As such, each of these currencies is given a specified weight average when computing for the US dollar index. Since the Euros are composed of 17 member nations, it is given the biggest weight. The Euros makes up 57.60% of the computed US dollar index. It is followed by the Japanese yen at 13.60%, then by the British Pounds at 11.90%. The other three currencies follow suit, which are the Canadian Dollars at 9.10%, the Swedish Kronas at 4.20%, and Swiss Francs at 3.60%.

The US dollar index is calculated for 24 hours a day within a period of five working days. The index is updated as the US dollar market opens and that would be Sunday evening until Friday afternoon New York Time. The index is measured in relative to the 100.000 base. An 87.231 US dollar index value means that the index has fallen down 12.769% since the start. On the other hand, if the reading becomes 125.332, it means that its value has risen some 25.332% since then. When the US dollar index goes up, it only means that the US dollar has gained strength against the other currencies.

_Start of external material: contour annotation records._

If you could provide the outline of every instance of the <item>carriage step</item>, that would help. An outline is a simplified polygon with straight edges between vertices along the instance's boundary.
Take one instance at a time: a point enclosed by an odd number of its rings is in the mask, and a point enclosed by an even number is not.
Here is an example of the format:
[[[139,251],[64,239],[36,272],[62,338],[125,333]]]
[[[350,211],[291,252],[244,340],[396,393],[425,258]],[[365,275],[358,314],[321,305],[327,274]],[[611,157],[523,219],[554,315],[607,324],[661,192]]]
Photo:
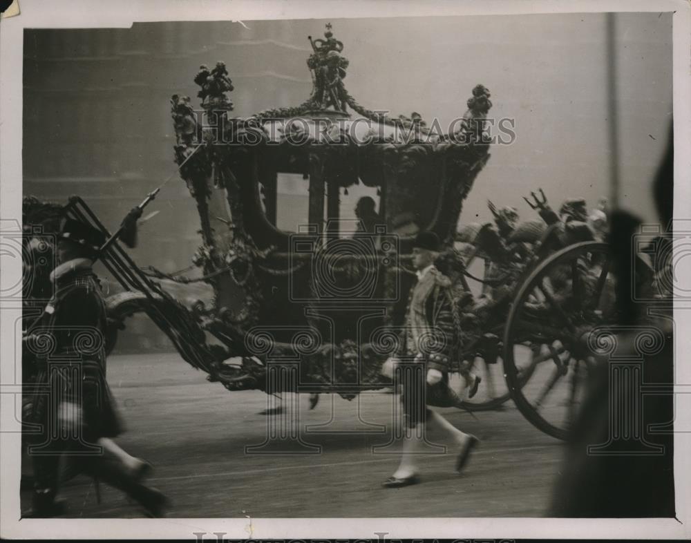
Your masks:
[[[480,350],[485,363],[497,363],[499,358],[499,336],[495,334],[483,334],[480,341]]]

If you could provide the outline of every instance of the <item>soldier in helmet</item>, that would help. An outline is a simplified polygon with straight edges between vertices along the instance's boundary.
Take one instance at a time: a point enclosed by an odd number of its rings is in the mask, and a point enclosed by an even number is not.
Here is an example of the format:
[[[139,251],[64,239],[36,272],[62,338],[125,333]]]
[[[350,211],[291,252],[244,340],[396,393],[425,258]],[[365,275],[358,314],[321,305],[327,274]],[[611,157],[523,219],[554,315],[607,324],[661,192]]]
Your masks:
[[[56,499],[61,458],[122,490],[149,516],[162,516],[166,505],[161,493],[141,482],[151,465],[112,439],[122,426],[105,379],[106,306],[92,267],[104,242],[100,231],[64,220],[58,265],[50,274],[55,296],[23,339],[24,352],[33,354],[37,382],[46,389],[32,403],[30,419],[42,432],[30,449],[35,475],[30,516],[65,512]],[[48,355],[41,347],[46,340],[53,344]]]
[[[415,372],[403,372],[403,408],[406,425],[410,430],[404,441],[403,457],[393,475],[384,482],[386,488],[397,488],[419,482],[417,457],[423,445],[425,425],[444,431],[454,443],[457,453],[456,469],[460,471],[477,438],[453,426],[425,403],[439,407],[457,406],[460,399],[448,385],[453,369],[457,331],[453,316],[450,296],[451,280],[434,265],[439,250],[439,238],[433,232],[417,234],[413,249],[413,263],[417,283],[411,289],[406,316],[406,327],[397,356],[389,359],[382,373],[392,377],[404,356],[415,357],[424,369],[424,381]],[[402,369],[402,368],[401,368]],[[469,395],[477,391],[480,378],[462,373]],[[424,401],[423,401],[424,400]]]

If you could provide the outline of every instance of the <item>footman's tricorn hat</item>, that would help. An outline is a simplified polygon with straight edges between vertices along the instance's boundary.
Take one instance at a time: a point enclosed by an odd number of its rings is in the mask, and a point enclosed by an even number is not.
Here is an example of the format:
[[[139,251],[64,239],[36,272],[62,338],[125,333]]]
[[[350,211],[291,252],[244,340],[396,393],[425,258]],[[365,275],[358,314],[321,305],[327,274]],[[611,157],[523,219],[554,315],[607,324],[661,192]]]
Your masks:
[[[65,220],[58,237],[95,251],[106,242],[106,236],[102,231],[85,222],[70,218]]]
[[[413,248],[426,249],[428,251],[439,251],[439,236],[434,232],[420,232],[415,236]]]

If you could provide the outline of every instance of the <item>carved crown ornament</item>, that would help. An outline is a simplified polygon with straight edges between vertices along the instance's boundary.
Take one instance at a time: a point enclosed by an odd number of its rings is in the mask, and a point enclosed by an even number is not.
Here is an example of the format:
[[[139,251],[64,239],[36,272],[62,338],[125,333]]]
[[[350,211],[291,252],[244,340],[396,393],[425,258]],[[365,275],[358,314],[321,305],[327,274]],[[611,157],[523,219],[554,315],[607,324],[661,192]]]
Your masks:
[[[202,123],[195,115],[189,97],[174,95],[171,111],[178,145],[189,146],[193,140],[209,141],[212,137],[218,139],[218,127],[209,127],[214,123],[223,131],[221,142],[245,141],[248,144],[256,144],[258,140],[267,143],[288,140],[293,144],[337,144],[347,143],[349,140],[395,144],[451,142],[477,146],[484,143],[481,141],[481,134],[492,102],[489,90],[484,85],[473,88],[462,117],[448,133],[444,133],[438,124],[428,126],[417,112],[390,117],[361,106],[346,88],[345,80],[350,61],[343,55],[343,43],[334,36],[330,23],[326,25],[323,39],[308,36],[307,39],[312,49],[307,59],[312,89],[305,102],[294,107],[267,109],[244,120],[228,119],[227,113],[234,108],[228,94],[234,86],[225,64],[218,61],[213,68],[200,66],[194,82],[200,86],[198,97],[209,118]],[[349,111],[370,122],[359,122],[362,119],[350,120]],[[337,120],[341,122],[336,122]],[[204,124],[206,131],[201,128]],[[198,133],[200,131],[202,133]]]

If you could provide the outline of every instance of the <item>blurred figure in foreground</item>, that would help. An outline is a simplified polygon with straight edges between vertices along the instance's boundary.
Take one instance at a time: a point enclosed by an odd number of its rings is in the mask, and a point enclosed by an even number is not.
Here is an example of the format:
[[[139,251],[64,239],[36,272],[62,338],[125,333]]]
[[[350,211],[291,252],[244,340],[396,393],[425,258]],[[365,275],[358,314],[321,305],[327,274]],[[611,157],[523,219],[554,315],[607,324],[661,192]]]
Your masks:
[[[663,229],[670,225],[672,216],[673,142],[670,131],[668,147],[663,164],[655,179],[654,192]],[[605,209],[601,210],[605,211]],[[611,383],[611,361],[600,360],[594,365],[589,394],[574,421],[569,441],[567,457],[555,486],[553,501],[548,516],[571,517],[672,517],[675,514],[673,421],[674,397],[674,336],[672,320],[671,292],[662,292],[655,303],[656,315],[645,314],[646,304],[632,299],[636,283],[654,286],[651,272],[644,266],[637,265],[632,254],[632,236],[636,234],[640,221],[622,211],[608,213],[609,217],[609,242],[612,247],[617,278],[617,305],[619,325],[632,327],[630,331],[616,335],[618,346],[616,354],[630,353],[637,356],[641,336],[637,327],[652,327],[663,337],[661,349],[654,354],[643,355],[641,383],[668,386],[668,394],[647,395],[641,398],[640,437],[626,443],[617,443],[617,436],[627,428],[612,428],[613,414],[610,412],[612,384],[623,387],[618,392],[629,394],[629,398],[641,394],[638,384],[633,379]],[[661,236],[670,239],[671,232]],[[659,248],[659,244],[658,244]],[[671,255],[671,251],[668,251]],[[664,269],[664,266],[656,266]],[[666,298],[665,298],[666,297]],[[658,304],[658,301],[661,304]],[[665,302],[667,302],[665,304]],[[643,307],[641,307],[643,306]],[[639,330],[643,330],[640,327]],[[632,410],[634,406],[626,406]],[[633,417],[634,413],[630,413]],[[635,421],[636,419],[632,419]],[[659,425],[656,433],[651,425]],[[590,454],[589,446],[603,446],[599,451],[607,455]],[[617,453],[616,447],[621,446]],[[638,454],[630,450],[639,448]],[[659,448],[655,452],[655,448]],[[645,452],[645,454],[641,454]],[[651,454],[652,453],[652,454]]]
[[[165,497],[141,482],[151,465],[112,439],[122,426],[105,379],[106,306],[92,267],[105,238],[71,219],[57,237],[58,265],[50,276],[55,296],[23,338],[24,352],[34,355],[37,382],[48,391],[37,392],[29,415],[42,432],[30,449],[35,489],[28,516],[66,513],[56,499],[61,460],[122,490],[148,515],[162,516]]]

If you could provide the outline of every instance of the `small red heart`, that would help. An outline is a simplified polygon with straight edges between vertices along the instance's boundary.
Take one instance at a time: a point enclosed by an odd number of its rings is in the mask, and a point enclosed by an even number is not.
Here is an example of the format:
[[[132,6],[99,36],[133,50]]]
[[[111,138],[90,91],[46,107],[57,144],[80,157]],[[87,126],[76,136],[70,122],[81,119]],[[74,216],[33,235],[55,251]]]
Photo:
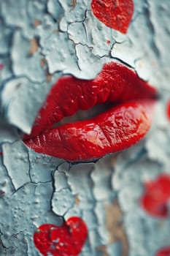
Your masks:
[[[145,191],[141,198],[142,206],[150,215],[169,217],[168,202],[170,200],[170,176],[161,175],[155,181],[146,182]]]
[[[170,120],[170,99],[169,100],[167,103],[167,116],[169,120]]]
[[[85,222],[80,217],[69,218],[62,226],[42,225],[34,233],[36,247],[45,256],[77,256],[88,236]]]
[[[106,26],[125,34],[134,7],[133,0],[92,0],[91,9]]]

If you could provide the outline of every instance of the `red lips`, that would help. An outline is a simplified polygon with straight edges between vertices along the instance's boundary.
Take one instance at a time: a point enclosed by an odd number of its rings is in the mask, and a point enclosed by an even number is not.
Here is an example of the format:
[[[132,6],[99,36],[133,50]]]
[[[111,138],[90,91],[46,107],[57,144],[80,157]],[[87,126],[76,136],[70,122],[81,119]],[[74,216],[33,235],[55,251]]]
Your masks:
[[[88,230],[80,217],[69,218],[62,226],[41,225],[34,235],[36,247],[45,256],[77,256],[86,241]]]
[[[170,246],[161,249],[157,252],[155,256],[169,256],[170,255]]]
[[[139,142],[152,124],[156,90],[117,63],[104,66],[94,80],[58,79],[50,92],[25,143],[38,153],[66,160],[89,160]],[[79,109],[119,103],[96,118],[51,127]]]
[[[125,34],[134,13],[132,0],[92,0],[94,15],[106,26]]]
[[[144,184],[145,192],[141,202],[143,208],[155,217],[169,217],[168,202],[170,200],[170,176],[161,175],[156,180]]]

Technically, the start of the index that investors refer to is March 1973. The US dollar index is calculated since that fateful day in 1973 when the biggest nations of the world convened at Washington DC and agreed to let their currencies freely float against each other. The start of the index is also alternately called as the base period.
Aside from the crucial role of the US dollar index in the Forex market, it can also be traded as futures at the ICE. It is also available in mutual funds and ETF options. A certain formula is used to compute the US dollar index and it involves the current market value of the six currencies in play multiplied by their weighted geometric averages.